# How do herding attacks on hash functions work?

I read this paper Herding Hash Functions and the Nostradamus Attack, 2005 of Kelsey and Kohno on herding attacks but I do not understand how it works.

Would anyone be able to give me a summary of how herding attack as well as the diamond tree structure works?

It is mentioned "In the diagram, the attacker starts with eight different first message blocks, each leading to a different hash value; he then searches for collisions between pairs of these hash values, yielding four resulting intermediate hash values". What does it mean by searching for collisions between pairs of these hash values? Hashing 8 different message blocks will produce 8 different hash values so how would there be a collision?

• What don't you understand of the attack? It seems to be comprehensively explained in the paper, including pictures and relatively easy to understand language. – Maarten Bodewes Jul 20 '20 at 10:21

Herding attack is introduced by Kelsey and Kohno in 2005. The attack is applicable to hash commitments. Nostradamus's example from the article is key of the idea. First Nostradamus produces the MD5 (MD is enough) hash of the future prediction of S&P500 before the business year finishes. After Nostradamus publish his message with precise closing prices of the S&P500's companies with some garbage text after it. The message has the same hash the committed hash.

At first, to achieve this, Nostradamus need pre-image attack on MD5, which has still $$2^{123.4}$$ complexity achieved after this work in 2009 (Finding Preimages in Full MD5 Faster Than Exhaustive Search). Instead of pre-image attack, this work introduces a new required property; Chosen Target Forced Prefix Pre-image resistance.

• In the first step, Nostradamus has a Chosen Target by committing n-bit Hash value, $$H$$.
• In the challenge step, the challenger provides $$P$$ to Nostradamus as Forced-Prefix so that the hash $$H = Hash(P\mathbin\|S)$$ where $$S$$ is the suffix (garbage).

The Herding

The herding attack uses a diamond structure to find the hash. The below figure uses 8 different starting messages, one can consider this all possible outcome of the prediction of the Nostradamus prediction.

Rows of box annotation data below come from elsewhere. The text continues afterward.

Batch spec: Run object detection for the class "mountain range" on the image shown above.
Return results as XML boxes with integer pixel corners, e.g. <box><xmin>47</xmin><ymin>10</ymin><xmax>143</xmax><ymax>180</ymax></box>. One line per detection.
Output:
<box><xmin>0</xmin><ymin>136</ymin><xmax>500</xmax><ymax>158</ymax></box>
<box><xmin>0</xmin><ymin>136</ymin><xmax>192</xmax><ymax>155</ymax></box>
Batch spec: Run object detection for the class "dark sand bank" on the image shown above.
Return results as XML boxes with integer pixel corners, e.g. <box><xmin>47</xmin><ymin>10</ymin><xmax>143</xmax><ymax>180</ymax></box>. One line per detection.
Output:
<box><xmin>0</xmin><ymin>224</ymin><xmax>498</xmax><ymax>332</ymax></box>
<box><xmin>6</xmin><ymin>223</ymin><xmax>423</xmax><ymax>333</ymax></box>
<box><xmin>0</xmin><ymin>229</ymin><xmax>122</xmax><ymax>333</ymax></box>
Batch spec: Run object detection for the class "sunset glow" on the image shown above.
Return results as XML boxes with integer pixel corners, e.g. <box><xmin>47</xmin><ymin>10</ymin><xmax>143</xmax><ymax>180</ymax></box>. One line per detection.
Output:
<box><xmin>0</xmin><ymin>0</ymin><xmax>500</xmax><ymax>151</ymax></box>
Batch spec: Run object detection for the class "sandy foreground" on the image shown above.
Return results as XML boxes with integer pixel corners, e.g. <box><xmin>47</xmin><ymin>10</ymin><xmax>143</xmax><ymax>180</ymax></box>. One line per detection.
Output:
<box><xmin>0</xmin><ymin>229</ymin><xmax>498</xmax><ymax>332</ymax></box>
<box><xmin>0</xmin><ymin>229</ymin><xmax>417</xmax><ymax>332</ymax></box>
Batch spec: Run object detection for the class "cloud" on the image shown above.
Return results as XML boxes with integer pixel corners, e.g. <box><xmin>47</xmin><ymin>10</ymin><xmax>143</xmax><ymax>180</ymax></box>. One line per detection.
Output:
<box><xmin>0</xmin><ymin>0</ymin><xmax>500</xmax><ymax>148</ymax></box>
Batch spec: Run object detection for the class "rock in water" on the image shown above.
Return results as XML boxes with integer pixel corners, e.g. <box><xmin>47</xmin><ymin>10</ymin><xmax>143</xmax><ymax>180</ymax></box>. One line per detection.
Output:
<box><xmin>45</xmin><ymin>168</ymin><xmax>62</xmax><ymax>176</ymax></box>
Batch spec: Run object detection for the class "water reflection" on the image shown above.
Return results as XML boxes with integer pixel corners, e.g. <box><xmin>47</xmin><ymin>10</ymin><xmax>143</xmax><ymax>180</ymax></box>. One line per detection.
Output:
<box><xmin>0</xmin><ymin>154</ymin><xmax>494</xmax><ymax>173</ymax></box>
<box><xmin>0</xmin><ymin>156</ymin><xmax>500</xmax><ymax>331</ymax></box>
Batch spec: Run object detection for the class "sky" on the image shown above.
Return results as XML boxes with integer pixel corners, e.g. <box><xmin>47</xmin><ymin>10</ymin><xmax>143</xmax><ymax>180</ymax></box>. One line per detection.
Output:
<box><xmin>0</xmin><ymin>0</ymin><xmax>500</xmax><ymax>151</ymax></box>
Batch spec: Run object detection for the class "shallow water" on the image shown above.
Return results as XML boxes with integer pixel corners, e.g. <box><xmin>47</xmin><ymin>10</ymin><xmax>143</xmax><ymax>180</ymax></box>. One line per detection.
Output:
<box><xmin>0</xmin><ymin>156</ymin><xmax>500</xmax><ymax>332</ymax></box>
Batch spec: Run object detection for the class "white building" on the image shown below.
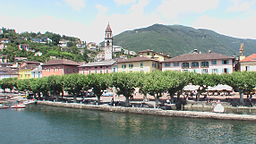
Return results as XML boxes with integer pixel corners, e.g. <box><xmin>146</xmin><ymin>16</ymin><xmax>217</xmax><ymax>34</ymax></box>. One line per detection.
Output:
<box><xmin>104</xmin><ymin>24</ymin><xmax>113</xmax><ymax>60</ymax></box>
<box><xmin>240</xmin><ymin>53</ymin><xmax>256</xmax><ymax>72</ymax></box>
<box><xmin>162</xmin><ymin>53</ymin><xmax>234</xmax><ymax>74</ymax></box>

Remember that, this attack utilizes the Merkle-Damgard structure of the hash function. MOD constructions divide the hash into the block ( for example 512-bit blocks for MD5) after the appropriate padding. Each block then used in the compression function in order.

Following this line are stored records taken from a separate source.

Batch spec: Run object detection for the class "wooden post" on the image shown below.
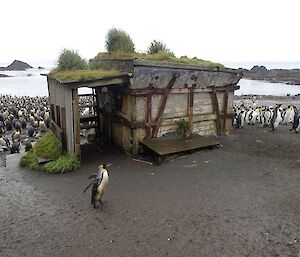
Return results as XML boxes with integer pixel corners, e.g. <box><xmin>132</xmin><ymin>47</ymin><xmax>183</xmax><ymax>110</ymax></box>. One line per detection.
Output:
<box><xmin>72</xmin><ymin>88</ymin><xmax>81</xmax><ymax>159</ymax></box>
<box><xmin>223</xmin><ymin>90</ymin><xmax>228</xmax><ymax>134</ymax></box>
<box><xmin>152</xmin><ymin>73</ymin><xmax>180</xmax><ymax>138</ymax></box>
<box><xmin>211</xmin><ymin>88</ymin><xmax>221</xmax><ymax>135</ymax></box>
<box><xmin>146</xmin><ymin>90</ymin><xmax>152</xmax><ymax>139</ymax></box>
<box><xmin>188</xmin><ymin>86</ymin><xmax>194</xmax><ymax>134</ymax></box>
<box><xmin>61</xmin><ymin>107</ymin><xmax>67</xmax><ymax>152</ymax></box>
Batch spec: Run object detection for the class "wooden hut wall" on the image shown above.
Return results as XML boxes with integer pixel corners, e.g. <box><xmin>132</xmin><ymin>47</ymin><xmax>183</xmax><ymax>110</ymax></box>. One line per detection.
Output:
<box><xmin>48</xmin><ymin>79</ymin><xmax>77</xmax><ymax>153</ymax></box>
<box><xmin>96</xmin><ymin>88</ymin><xmax>132</xmax><ymax>152</ymax></box>
<box><xmin>132</xmin><ymin>66</ymin><xmax>240</xmax><ymax>141</ymax></box>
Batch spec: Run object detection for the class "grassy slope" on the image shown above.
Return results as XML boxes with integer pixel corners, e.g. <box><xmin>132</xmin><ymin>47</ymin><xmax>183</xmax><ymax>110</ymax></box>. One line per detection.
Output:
<box><xmin>20</xmin><ymin>133</ymin><xmax>80</xmax><ymax>173</ymax></box>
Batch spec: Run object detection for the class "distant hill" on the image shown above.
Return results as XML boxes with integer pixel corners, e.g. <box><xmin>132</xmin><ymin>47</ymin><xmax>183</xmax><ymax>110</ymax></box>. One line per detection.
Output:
<box><xmin>0</xmin><ymin>60</ymin><xmax>32</xmax><ymax>71</ymax></box>
<box><xmin>242</xmin><ymin>65</ymin><xmax>300</xmax><ymax>85</ymax></box>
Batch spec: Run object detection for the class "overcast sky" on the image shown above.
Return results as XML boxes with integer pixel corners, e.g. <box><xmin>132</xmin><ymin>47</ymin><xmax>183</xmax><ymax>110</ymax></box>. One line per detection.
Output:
<box><xmin>0</xmin><ymin>0</ymin><xmax>300</xmax><ymax>66</ymax></box>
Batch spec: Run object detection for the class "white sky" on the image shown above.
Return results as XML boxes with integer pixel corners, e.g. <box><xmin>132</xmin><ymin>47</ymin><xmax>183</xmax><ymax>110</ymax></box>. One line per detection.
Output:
<box><xmin>0</xmin><ymin>0</ymin><xmax>300</xmax><ymax>63</ymax></box>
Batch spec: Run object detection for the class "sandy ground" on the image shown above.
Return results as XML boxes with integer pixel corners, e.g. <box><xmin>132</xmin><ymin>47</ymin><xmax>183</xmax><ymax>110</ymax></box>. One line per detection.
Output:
<box><xmin>0</xmin><ymin>123</ymin><xmax>300</xmax><ymax>254</ymax></box>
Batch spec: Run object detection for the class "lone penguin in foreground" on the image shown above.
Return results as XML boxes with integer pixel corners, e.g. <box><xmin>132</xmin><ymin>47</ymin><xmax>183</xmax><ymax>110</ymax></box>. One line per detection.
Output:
<box><xmin>83</xmin><ymin>164</ymin><xmax>111</xmax><ymax>208</ymax></box>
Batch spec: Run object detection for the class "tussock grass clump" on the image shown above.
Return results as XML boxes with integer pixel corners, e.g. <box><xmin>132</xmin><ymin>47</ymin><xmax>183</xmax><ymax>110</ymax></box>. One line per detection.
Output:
<box><xmin>20</xmin><ymin>150</ymin><xmax>42</xmax><ymax>170</ymax></box>
<box><xmin>43</xmin><ymin>155</ymin><xmax>80</xmax><ymax>173</ymax></box>
<box><xmin>147</xmin><ymin>40</ymin><xmax>174</xmax><ymax>56</ymax></box>
<box><xmin>57</xmin><ymin>49</ymin><xmax>88</xmax><ymax>71</ymax></box>
<box><xmin>33</xmin><ymin>132</ymin><xmax>62</xmax><ymax>160</ymax></box>
<box><xmin>105</xmin><ymin>28</ymin><xmax>134</xmax><ymax>53</ymax></box>
<box><xmin>20</xmin><ymin>133</ymin><xmax>80</xmax><ymax>173</ymax></box>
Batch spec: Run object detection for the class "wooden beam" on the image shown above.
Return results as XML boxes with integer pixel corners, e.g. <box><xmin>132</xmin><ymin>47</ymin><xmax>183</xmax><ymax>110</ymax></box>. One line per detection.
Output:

In the above figure, the first 512-bit part of each message is hashed. Then the crucial part begins. This is actually internal collision on MD construction. Randomly generating 512-bit block to see that $$C(h[0,0], m_i) = C(h[0,0], m_j)$$ where the $$C$$ is the internal compression function. With the generic collision, this has $$8 \cdot2^{n/2}$$ complexity. And as mentioned in the article A diamond structure is essentially a Merkle tree built by brute force.

The committer actually can do better than this instead of a fixed structure for collision finding, one can go dynamically. In the generalized form mapping $$2^k$$ hash nodes in the diamond structure to $$2^{k-1}$$ they generate $$2^{n/2+1/2-k/2}$$ candidate block parts and looks for the collisions altogether. This has $$2^{n/2+k/2+2}$$

This attack can also be applied to longer messages - elongated Diamond structure.

The complexity of the attack on MD5 with 41 diamond width and 48 suffix length requires $$2^{87}$$ complexity. On impractically long suffixes the attack on MD5 with 5 diamond width and $$2^{55}$$ suffix length requires $$2^{69}$$ complexity.